Forget the 4-day workweek — one restaurant owner cut it down to 3 days
As more businesses across America experiment with a four-day workweek, one Miami-area restaurant owner is taking the concept even further.
Justin Lindsey, who owns a Chick-fil-A restaurant in Kendall, Florida, is allowing employees to work the equivalent of a full 40-hour week in just three days, with four days off. He hit upon the idea of an ultra-condensed and unchanging schedule this winter, when the restaurant had been open for about half a year.
"They could plan their life around it — they could plan vacation, child care, school," said Lindsey, 42, of employees who opted for a three-day week. "I wanted them to be able to look out six months from now and know what days they were going to work."
It took several weeks to bring his staff around to the idea, said Lindsey. In particular, he said workers were incredulous that they wouldn't be "on call" on their days off and required to come in on short notice if the restaurant was shorthanded — a common practice at fast-food restaurants as well as among large retailers.
But months into the experiment, Lindsey said it's working better than he could have imagined.
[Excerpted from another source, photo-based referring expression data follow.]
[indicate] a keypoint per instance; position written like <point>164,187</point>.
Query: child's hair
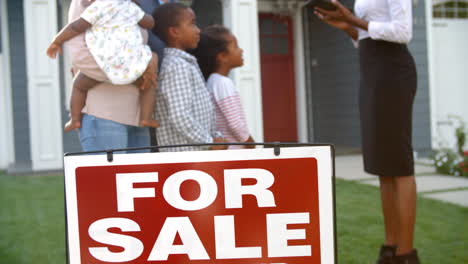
<point>166,16</point>
<point>212,42</point>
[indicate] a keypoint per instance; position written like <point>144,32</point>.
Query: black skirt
<point>386,96</point>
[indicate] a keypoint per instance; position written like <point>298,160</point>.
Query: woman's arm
<point>342,25</point>
<point>398,29</point>
<point>72,30</point>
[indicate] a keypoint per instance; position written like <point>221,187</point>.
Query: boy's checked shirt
<point>184,107</point>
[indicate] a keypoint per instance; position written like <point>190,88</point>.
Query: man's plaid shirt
<point>184,107</point>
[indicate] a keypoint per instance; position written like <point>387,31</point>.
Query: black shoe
<point>408,258</point>
<point>387,255</point>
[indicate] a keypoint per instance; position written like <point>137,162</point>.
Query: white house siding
<point>43,86</point>
<point>6,125</point>
<point>450,70</point>
<point>17,62</point>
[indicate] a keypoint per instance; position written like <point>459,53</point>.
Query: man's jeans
<point>101,134</point>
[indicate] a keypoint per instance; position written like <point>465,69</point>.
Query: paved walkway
<point>445,188</point>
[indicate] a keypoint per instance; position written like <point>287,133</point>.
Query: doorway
<point>278,78</point>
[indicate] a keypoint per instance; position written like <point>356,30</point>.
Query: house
<point>299,83</point>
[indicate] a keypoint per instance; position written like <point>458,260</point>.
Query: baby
<point>114,39</point>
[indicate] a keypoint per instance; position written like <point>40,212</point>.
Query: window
<point>455,9</point>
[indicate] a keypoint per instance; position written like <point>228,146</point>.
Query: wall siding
<point>19,82</point>
<point>421,111</point>
<point>208,12</point>
<point>333,83</point>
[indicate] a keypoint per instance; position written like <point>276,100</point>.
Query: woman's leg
<point>81,85</point>
<point>406,206</point>
<point>100,134</point>
<point>388,196</point>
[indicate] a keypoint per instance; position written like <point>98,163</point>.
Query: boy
<point>184,107</point>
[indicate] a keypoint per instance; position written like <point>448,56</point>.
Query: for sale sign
<point>224,207</point>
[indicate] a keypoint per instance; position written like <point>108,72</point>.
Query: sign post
<point>224,207</point>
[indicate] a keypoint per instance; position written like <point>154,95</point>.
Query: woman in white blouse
<point>381,29</point>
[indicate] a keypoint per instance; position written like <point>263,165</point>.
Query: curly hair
<point>166,16</point>
<point>212,42</point>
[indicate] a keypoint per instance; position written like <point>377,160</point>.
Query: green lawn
<point>32,224</point>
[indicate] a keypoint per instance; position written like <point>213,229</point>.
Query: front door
<point>278,84</point>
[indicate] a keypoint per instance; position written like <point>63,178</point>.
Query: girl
<point>114,39</point>
<point>217,54</point>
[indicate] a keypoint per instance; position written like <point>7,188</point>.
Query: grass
<point>32,224</point>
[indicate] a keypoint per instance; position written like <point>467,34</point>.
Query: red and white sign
<point>223,207</point>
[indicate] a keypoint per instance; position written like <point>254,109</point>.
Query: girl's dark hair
<point>166,16</point>
<point>212,42</point>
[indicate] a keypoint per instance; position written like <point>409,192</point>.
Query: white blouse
<point>389,20</point>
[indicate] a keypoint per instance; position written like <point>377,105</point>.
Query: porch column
<point>40,19</point>
<point>241,16</point>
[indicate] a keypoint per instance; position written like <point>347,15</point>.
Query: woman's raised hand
<point>341,13</point>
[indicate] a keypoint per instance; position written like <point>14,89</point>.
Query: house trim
<point>7,153</point>
<point>40,21</point>
<point>432,74</point>
<point>301,96</point>
<point>241,16</point>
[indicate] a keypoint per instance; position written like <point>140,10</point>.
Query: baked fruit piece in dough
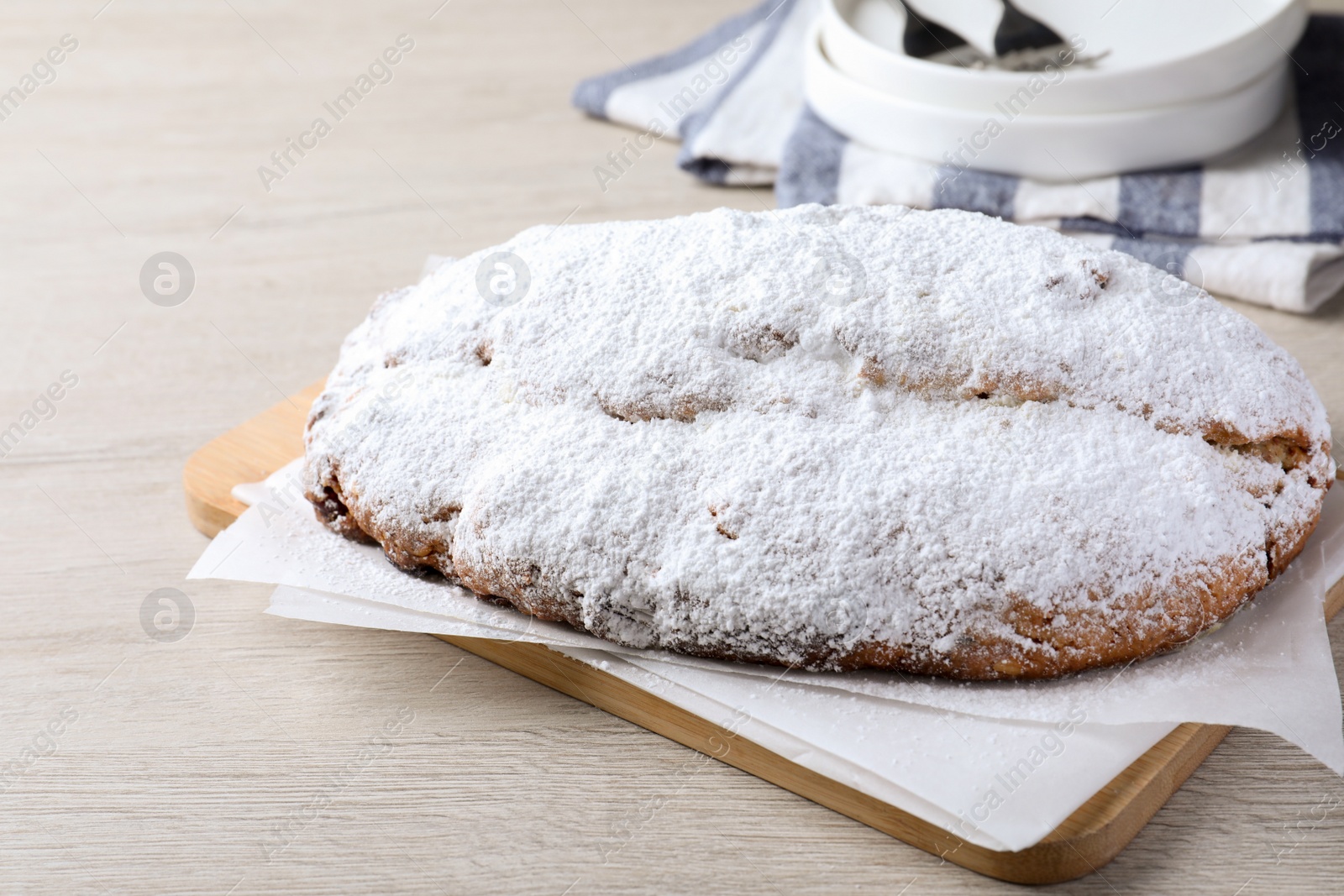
<point>827,437</point>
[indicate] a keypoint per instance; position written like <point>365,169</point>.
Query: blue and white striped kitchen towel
<point>1263,223</point>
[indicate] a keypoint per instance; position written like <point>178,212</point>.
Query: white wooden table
<point>246,758</point>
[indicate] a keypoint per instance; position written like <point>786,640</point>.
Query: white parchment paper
<point>999,765</point>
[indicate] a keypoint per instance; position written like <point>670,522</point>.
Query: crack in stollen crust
<point>913,481</point>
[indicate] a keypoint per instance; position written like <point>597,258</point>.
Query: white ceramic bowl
<point>1160,53</point>
<point>1058,148</point>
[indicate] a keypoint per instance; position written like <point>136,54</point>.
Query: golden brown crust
<point>1059,645</point>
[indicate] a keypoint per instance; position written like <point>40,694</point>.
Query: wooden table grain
<point>262,755</point>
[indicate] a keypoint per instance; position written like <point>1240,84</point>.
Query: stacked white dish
<point>1142,83</point>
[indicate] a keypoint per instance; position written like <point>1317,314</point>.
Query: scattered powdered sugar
<point>761,432</point>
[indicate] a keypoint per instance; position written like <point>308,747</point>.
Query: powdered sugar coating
<point>828,437</point>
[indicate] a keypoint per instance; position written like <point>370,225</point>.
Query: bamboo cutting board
<point>1084,842</point>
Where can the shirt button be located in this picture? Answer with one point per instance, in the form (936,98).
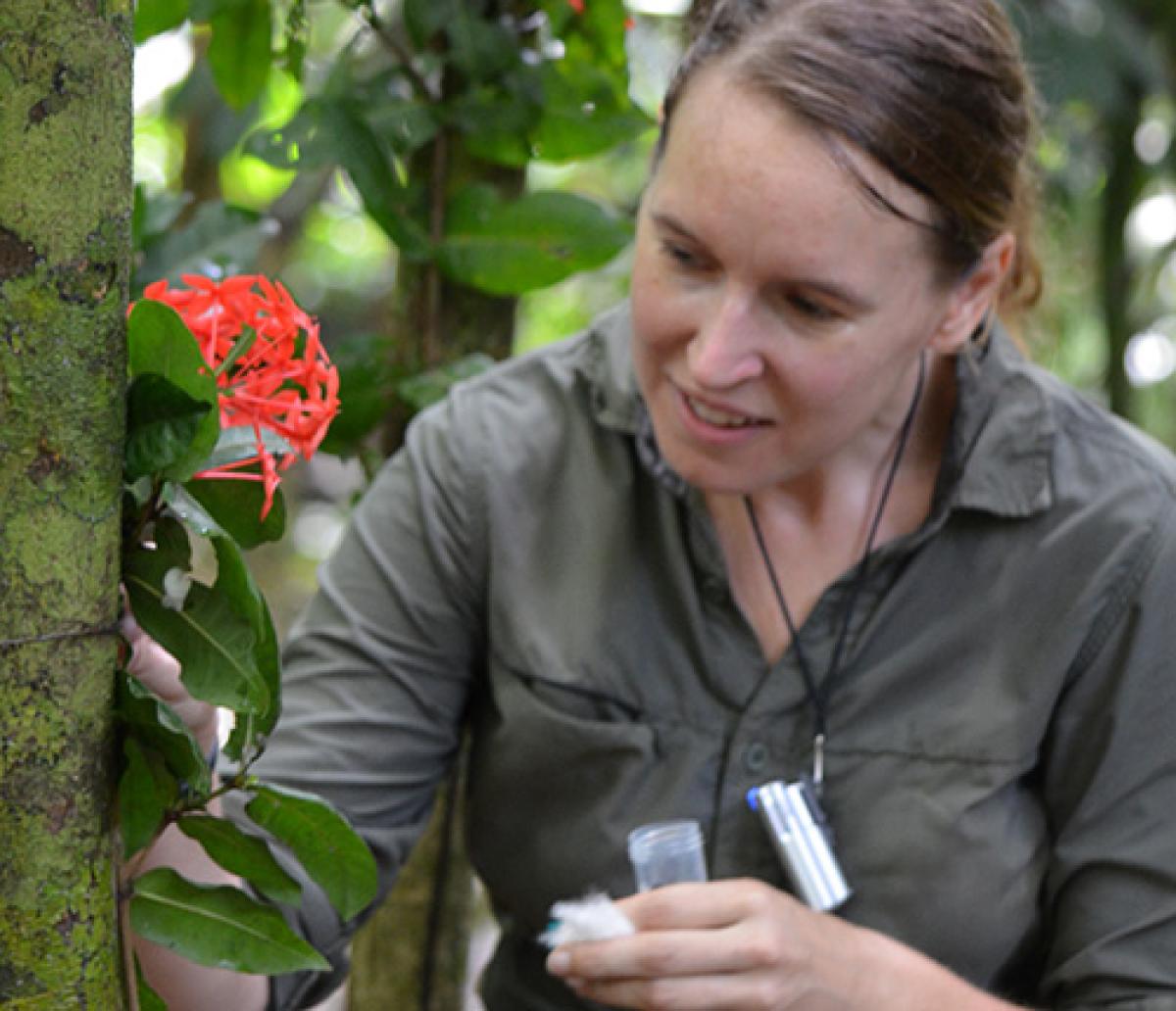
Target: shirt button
(756,756)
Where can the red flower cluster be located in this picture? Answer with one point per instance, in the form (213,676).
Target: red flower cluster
(281,382)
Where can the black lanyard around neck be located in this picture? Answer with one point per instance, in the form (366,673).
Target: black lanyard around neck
(818,694)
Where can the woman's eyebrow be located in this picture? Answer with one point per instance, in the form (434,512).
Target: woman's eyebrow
(833,289)
(671,223)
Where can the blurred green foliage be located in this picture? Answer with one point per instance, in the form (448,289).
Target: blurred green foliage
(299,138)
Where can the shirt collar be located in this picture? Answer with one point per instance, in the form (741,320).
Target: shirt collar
(999,452)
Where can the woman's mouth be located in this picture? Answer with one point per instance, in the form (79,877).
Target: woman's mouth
(720,417)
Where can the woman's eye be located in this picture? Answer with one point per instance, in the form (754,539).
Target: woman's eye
(681,256)
(812,311)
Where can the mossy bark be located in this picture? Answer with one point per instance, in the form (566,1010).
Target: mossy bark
(65,224)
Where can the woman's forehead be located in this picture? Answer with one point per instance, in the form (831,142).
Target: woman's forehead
(734,152)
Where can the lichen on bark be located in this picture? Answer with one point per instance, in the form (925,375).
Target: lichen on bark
(65,212)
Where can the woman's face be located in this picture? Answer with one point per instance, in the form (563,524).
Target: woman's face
(779,314)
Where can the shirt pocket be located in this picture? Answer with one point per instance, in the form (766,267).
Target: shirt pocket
(562,769)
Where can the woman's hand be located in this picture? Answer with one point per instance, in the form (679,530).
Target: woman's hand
(742,945)
(730,944)
(160,671)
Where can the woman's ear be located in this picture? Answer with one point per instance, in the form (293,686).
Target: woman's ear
(974,294)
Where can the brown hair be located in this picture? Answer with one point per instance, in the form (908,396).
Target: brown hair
(935,91)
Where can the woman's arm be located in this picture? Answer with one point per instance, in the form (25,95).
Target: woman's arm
(744,945)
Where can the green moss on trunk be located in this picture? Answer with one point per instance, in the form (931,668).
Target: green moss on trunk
(65,212)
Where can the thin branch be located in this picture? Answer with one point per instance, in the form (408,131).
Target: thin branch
(58,636)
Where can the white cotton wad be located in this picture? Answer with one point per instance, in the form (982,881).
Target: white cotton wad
(593,917)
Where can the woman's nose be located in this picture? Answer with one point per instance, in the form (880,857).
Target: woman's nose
(726,350)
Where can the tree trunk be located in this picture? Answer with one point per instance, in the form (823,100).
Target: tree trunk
(65,254)
(1122,189)
(401,958)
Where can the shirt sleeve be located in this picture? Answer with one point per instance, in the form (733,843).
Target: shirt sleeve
(377,669)
(1110,793)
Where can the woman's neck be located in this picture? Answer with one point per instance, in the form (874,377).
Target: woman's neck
(816,527)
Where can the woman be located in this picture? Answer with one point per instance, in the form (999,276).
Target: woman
(800,508)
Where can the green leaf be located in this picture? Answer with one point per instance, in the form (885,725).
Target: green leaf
(156,17)
(326,845)
(146,792)
(240,442)
(583,113)
(213,641)
(163,422)
(154,215)
(427,388)
(423,19)
(218,927)
(542,238)
(498,121)
(245,341)
(366,385)
(153,722)
(335,130)
(405,126)
(234,580)
(232,508)
(242,855)
(160,344)
(148,999)
(304,142)
(386,199)
(218,238)
(240,50)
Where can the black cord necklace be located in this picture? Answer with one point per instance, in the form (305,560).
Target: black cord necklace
(818,695)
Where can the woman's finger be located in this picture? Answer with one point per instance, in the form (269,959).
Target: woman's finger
(748,946)
(707,905)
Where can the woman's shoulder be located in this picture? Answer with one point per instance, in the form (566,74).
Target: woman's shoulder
(1097,450)
(581,386)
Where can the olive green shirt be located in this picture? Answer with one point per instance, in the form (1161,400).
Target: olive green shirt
(1001,767)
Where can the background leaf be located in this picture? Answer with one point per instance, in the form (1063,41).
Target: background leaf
(240,50)
(218,239)
(146,792)
(154,17)
(326,845)
(540,239)
(242,855)
(217,926)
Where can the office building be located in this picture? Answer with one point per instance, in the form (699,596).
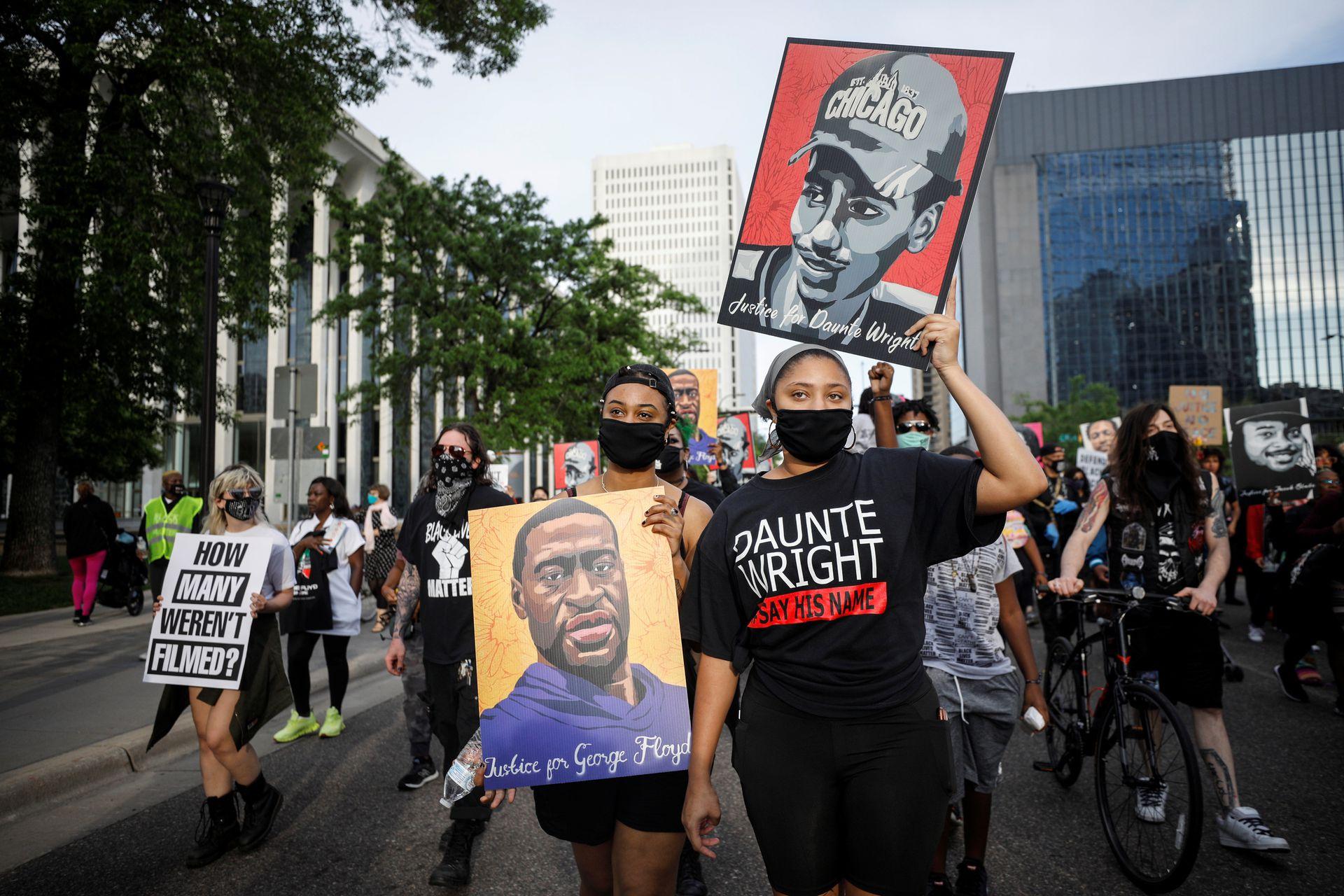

"We have a manager who's from Scotland — he's taken two trips back to Scotland this year and he still has PTO available," he said, noting that another manager was able to graduate from the University of Central Florida thanks to her three-day schedule and intends to keep it while she pursues a master's degree.
To accommodate the shorter week, Lindsey created several "pods" of employees who would each work three extra-long shifts a week, rotating to spread out weekend shifts equally. So far, about a quarter of the restaurant's roughly 160 employees have shifted to the three-day schedule, according to Lindsey.
The three-day schedule is made easier because his restaurant, like all Chick-fil-As, is closed on Sundays. That means six work days can be evenly split among two working pods. One set of employees works Monday through Wednesday, while the other works Thursday through Saturday the groups switch periodically so the burden of working Saturdays, the busiest day, is spread evenly.
Longer days
The tradeoff of fewer shifts, of course, is longer hours. Each shift of a three-day schedule can be a potentially grueling 13 to 14 hours.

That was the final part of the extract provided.